Finance Minister Colm Imbert announced during the reading of the 2016-2017 Budget yesterday that anyone making over $1 million in income annually will pay a 30 per cent personal tax.
Those making less than $1 million will continue to pay a 25 per cent tax.
And companies making $1 million in profit annually will also be subject to a high tax bracket.
The new millionaire tax is expected to earn the country an additional $60 million in revenue.
And the additional tax on the million dollar business will earn the country an estimate $500 million says Imbert who delivered his statement in the Parliament in Port of Spain on Friday afternoon.
“We must ways and means of closing the fiscal gap”, he said.
Imbert said that in 2017, core revenue defined essentially as revenue from taxation, royalties and customs duties, is projected to be of the order of $37 billion, $20 billion less than two years ago.
This leaves a fiscal gap in 2017 of over $16 billion which must be financed by a combination of borrowings and drawdowns from the Heritage and Stabilisation Fund and one of sources of income such as a sale of assets, dividends from State enterprises, lending such as from the Clico bailout.
Imbert said that new sources of sustainable revenue and savings in transfers and subsidies must also be identified to help bridge the gap.
Among the proposed fiscal measures
– The Property Tax will be implemented in 2017 based on 2009 rates.
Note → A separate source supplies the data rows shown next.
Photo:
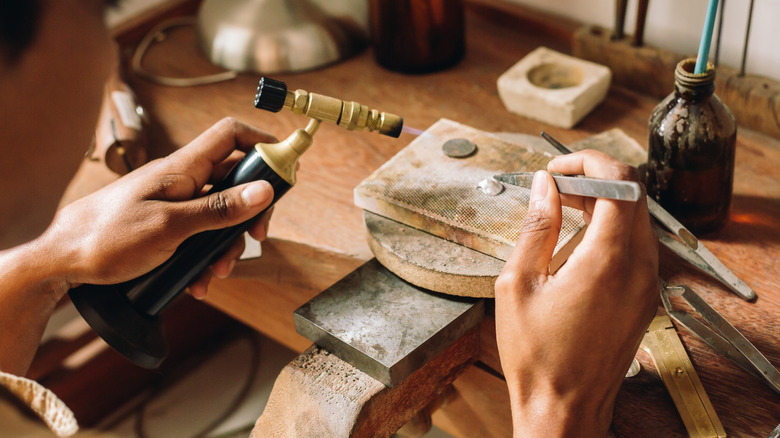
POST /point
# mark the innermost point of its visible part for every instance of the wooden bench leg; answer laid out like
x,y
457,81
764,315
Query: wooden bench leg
x,y
318,394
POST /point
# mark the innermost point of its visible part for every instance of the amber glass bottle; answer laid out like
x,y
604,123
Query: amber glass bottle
x,y
417,36
692,140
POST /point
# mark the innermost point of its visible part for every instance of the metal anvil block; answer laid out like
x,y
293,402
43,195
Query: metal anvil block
x,y
383,325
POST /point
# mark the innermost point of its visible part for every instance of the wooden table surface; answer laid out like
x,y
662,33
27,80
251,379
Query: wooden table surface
x,y
317,234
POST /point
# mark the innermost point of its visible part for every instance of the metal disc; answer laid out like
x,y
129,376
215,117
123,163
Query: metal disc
x,y
459,148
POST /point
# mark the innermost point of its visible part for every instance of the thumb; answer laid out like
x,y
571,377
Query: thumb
x,y
225,208
539,233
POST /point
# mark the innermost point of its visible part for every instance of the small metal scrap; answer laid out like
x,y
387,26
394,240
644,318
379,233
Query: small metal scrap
x,y
459,148
490,186
634,369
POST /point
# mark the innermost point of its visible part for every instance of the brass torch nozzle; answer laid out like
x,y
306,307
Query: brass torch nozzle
x,y
273,96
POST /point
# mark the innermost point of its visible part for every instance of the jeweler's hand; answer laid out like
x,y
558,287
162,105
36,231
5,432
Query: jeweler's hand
x,y
136,223
566,340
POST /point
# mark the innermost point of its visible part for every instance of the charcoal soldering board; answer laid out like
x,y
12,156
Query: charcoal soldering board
x,y
423,188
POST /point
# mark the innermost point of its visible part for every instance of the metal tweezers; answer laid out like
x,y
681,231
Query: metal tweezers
x,y
720,335
688,246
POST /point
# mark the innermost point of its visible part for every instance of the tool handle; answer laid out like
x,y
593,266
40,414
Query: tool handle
x,y
152,292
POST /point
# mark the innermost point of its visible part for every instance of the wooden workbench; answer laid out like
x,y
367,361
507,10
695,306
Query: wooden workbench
x,y
317,234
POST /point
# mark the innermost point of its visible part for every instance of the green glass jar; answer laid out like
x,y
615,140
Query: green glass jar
x,y
692,141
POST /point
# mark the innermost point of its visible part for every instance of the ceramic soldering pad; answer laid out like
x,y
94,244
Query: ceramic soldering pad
x,y
553,88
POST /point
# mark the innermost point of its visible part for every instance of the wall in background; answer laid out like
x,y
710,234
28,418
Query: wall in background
x,y
676,25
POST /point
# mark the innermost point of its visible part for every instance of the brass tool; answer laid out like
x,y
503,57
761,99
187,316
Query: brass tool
x,y
620,19
720,335
676,370
688,246
126,315
641,17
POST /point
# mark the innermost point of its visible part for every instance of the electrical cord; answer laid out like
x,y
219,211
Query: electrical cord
x,y
153,36
254,366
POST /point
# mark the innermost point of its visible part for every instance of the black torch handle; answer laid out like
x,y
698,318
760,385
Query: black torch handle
x,y
153,291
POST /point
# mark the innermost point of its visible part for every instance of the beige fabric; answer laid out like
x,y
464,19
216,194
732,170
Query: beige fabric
x,y
43,402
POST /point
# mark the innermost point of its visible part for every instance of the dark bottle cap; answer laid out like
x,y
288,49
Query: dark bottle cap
x,y
270,94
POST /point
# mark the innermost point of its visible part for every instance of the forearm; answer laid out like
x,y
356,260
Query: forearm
x,y
29,292
542,413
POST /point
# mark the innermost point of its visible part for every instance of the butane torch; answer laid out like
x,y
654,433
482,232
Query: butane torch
x,y
126,315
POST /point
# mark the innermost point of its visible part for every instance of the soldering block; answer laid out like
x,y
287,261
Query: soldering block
x,y
553,88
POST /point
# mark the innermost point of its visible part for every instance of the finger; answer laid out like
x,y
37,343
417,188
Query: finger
x,y
221,209
213,146
611,221
583,203
259,230
534,249
221,169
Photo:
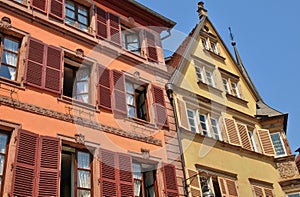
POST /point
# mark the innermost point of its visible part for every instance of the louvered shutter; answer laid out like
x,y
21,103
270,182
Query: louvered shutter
x,y
265,141
151,46
222,185
126,186
231,131
101,23
258,191
119,95
108,173
195,185
228,187
170,181
245,139
114,28
161,118
24,174
184,122
35,62
56,9
53,74
49,155
39,5
104,93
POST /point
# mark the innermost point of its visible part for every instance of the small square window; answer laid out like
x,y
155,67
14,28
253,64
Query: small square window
x,y
9,58
77,15
77,82
136,99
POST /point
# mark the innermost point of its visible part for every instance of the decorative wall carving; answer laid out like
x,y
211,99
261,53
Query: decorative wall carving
x,y
7,101
287,169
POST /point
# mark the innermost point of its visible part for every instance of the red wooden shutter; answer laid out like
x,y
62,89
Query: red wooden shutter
x,y
231,131
114,28
170,181
266,142
108,173
126,186
53,69
119,94
151,46
161,118
56,8
39,5
104,93
49,155
35,62
24,175
245,139
101,23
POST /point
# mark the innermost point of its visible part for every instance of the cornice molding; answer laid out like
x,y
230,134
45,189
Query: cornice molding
x,y
10,102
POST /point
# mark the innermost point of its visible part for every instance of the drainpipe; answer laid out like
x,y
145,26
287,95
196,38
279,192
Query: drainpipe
x,y
169,88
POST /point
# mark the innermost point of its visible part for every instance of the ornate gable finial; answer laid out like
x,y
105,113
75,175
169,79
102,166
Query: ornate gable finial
x,y
201,10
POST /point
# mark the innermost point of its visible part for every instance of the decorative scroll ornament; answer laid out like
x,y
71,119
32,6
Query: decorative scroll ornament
x,y
79,138
287,169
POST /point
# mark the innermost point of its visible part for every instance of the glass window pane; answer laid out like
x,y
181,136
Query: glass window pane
x,y
11,45
129,87
83,193
84,179
3,143
137,171
70,5
8,72
83,11
130,99
9,58
83,160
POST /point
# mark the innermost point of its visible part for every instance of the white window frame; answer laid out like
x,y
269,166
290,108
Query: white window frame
x,y
282,144
193,118
217,127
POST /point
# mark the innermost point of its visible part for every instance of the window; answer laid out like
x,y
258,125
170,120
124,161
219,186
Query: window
x,y
203,124
294,195
192,121
205,75
214,47
252,139
136,99
76,81
76,173
4,139
9,58
77,15
144,180
215,129
278,144
131,40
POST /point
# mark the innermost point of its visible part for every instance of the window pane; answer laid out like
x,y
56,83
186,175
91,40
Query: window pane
x,y
11,45
130,99
8,72
278,146
9,58
83,193
83,160
129,87
137,171
3,143
84,179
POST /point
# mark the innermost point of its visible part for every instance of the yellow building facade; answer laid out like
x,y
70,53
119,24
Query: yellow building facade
x,y
233,143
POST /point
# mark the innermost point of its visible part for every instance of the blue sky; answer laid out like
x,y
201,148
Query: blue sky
x,y
268,38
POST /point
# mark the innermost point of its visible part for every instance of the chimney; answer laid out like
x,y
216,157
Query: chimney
x,y
201,10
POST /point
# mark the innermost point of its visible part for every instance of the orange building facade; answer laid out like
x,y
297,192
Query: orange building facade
x,y
83,110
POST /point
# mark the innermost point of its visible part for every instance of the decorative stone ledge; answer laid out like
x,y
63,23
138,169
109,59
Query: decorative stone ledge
x,y
10,102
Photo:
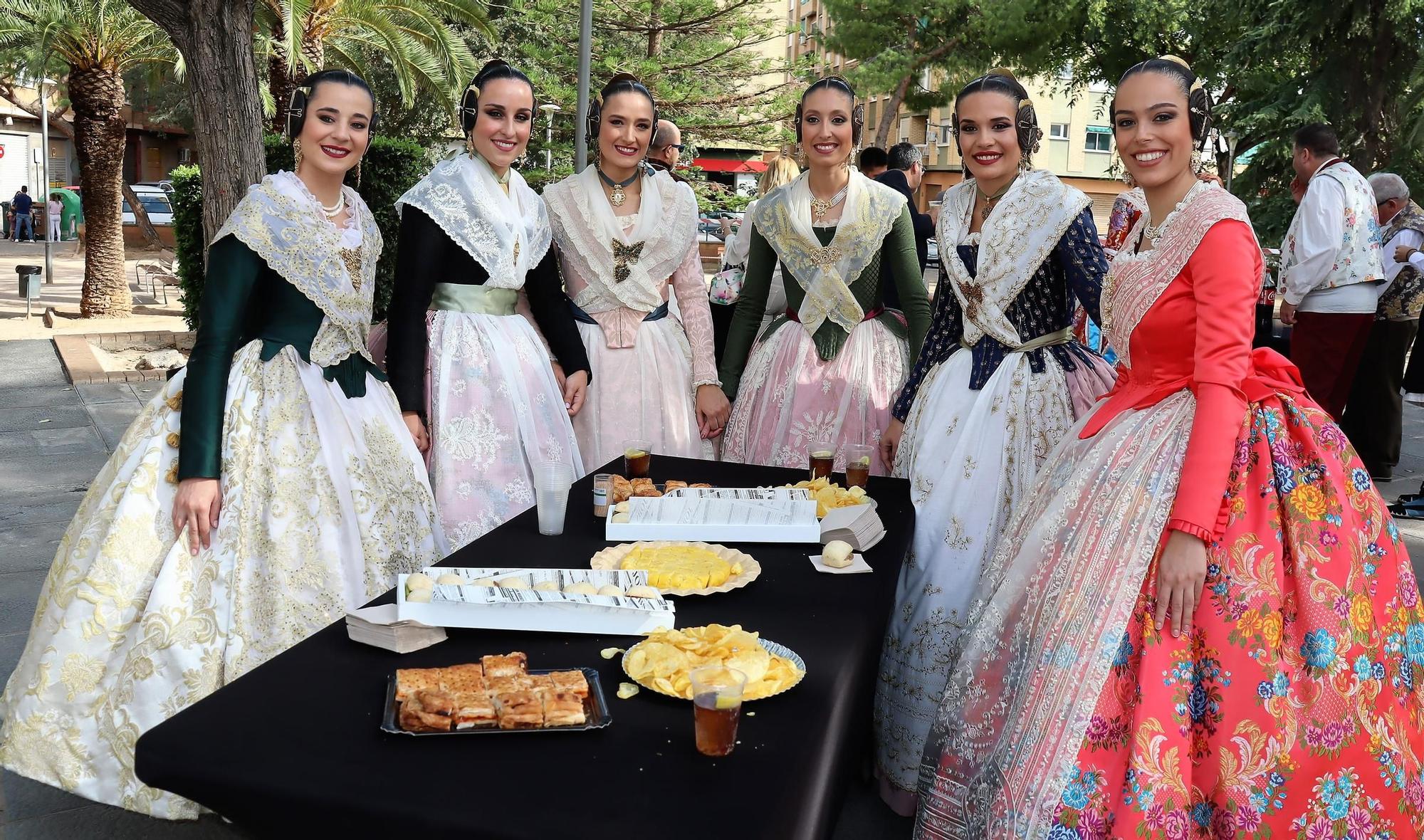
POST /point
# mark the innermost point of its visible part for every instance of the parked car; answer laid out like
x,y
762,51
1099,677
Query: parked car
x,y
156,204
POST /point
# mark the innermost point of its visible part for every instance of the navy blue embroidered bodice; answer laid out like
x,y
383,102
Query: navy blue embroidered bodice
x,y
1074,270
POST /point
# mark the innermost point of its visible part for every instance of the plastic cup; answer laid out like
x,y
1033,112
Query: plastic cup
x,y
859,456
822,456
552,483
637,459
603,488
717,705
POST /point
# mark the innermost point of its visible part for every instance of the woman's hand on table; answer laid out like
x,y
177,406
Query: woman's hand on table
x,y
713,411
1181,579
891,443
575,388
197,508
418,431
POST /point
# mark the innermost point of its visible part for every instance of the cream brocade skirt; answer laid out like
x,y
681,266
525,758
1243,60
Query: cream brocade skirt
x,y
324,500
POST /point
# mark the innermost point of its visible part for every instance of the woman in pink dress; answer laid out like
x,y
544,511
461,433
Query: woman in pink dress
x,y
831,368
626,236
1203,623
475,382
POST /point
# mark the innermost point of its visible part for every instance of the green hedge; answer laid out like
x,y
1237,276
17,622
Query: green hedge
x,y
389,169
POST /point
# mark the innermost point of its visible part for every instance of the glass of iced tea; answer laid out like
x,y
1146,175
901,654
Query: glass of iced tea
x,y
822,459
717,704
637,459
858,465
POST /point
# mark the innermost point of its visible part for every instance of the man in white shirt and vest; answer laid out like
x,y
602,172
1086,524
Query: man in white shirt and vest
x,y
1375,416
1331,268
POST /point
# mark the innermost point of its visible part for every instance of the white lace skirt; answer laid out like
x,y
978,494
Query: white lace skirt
x,y
324,502
970,458
495,412
640,392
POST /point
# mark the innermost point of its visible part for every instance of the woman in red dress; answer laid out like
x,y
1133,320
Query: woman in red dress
x,y
1203,623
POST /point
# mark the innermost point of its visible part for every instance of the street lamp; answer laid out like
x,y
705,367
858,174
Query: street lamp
x,y
45,174
1231,157
550,109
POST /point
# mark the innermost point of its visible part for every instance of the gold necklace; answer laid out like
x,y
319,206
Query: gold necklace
x,y
992,201
617,197
820,207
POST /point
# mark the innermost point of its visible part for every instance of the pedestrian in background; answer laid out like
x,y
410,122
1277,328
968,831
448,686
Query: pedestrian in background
x,y
22,206
53,213
1329,267
1375,418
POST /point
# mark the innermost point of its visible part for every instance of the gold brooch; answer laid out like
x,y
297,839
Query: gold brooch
x,y
626,256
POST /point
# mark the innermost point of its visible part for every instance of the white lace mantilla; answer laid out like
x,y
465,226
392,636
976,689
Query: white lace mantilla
x,y
1017,237
827,273
1137,280
624,267
506,234
334,267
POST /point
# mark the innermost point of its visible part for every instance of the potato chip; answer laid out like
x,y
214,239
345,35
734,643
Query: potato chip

Exemptions will be based on inability to pay.
-In keeping with our diversification trust, the maritime industry is being targeted for boat. He proposed to make foreign yacht repair services, a VAT exempt service for yacht owners. This in keeping with international best practice and will take effect in the first quarter of 2017.
– The completion the legislative requirements and move to establish a Revenue Authority in 2017. Having already strengthened the administrative processes at the Board of Inland Revenue (BIR) and the Customs and Excise Division at the Ministry of Finance, the Authority will allow for a greater transfer of information between the BIR and the Customs.
– It is estimated that in the first year, revenue effect of the Revenue Authority as it starts to be in excess of $100 million per year, rising exponentially thereafter.
– It has been estimated that since 2011 Trinidad and Tobago has lost at least US $1.4 billion dollars per annum in reduced benefits as a result of the diversion of natural gas sales to higher priced markets.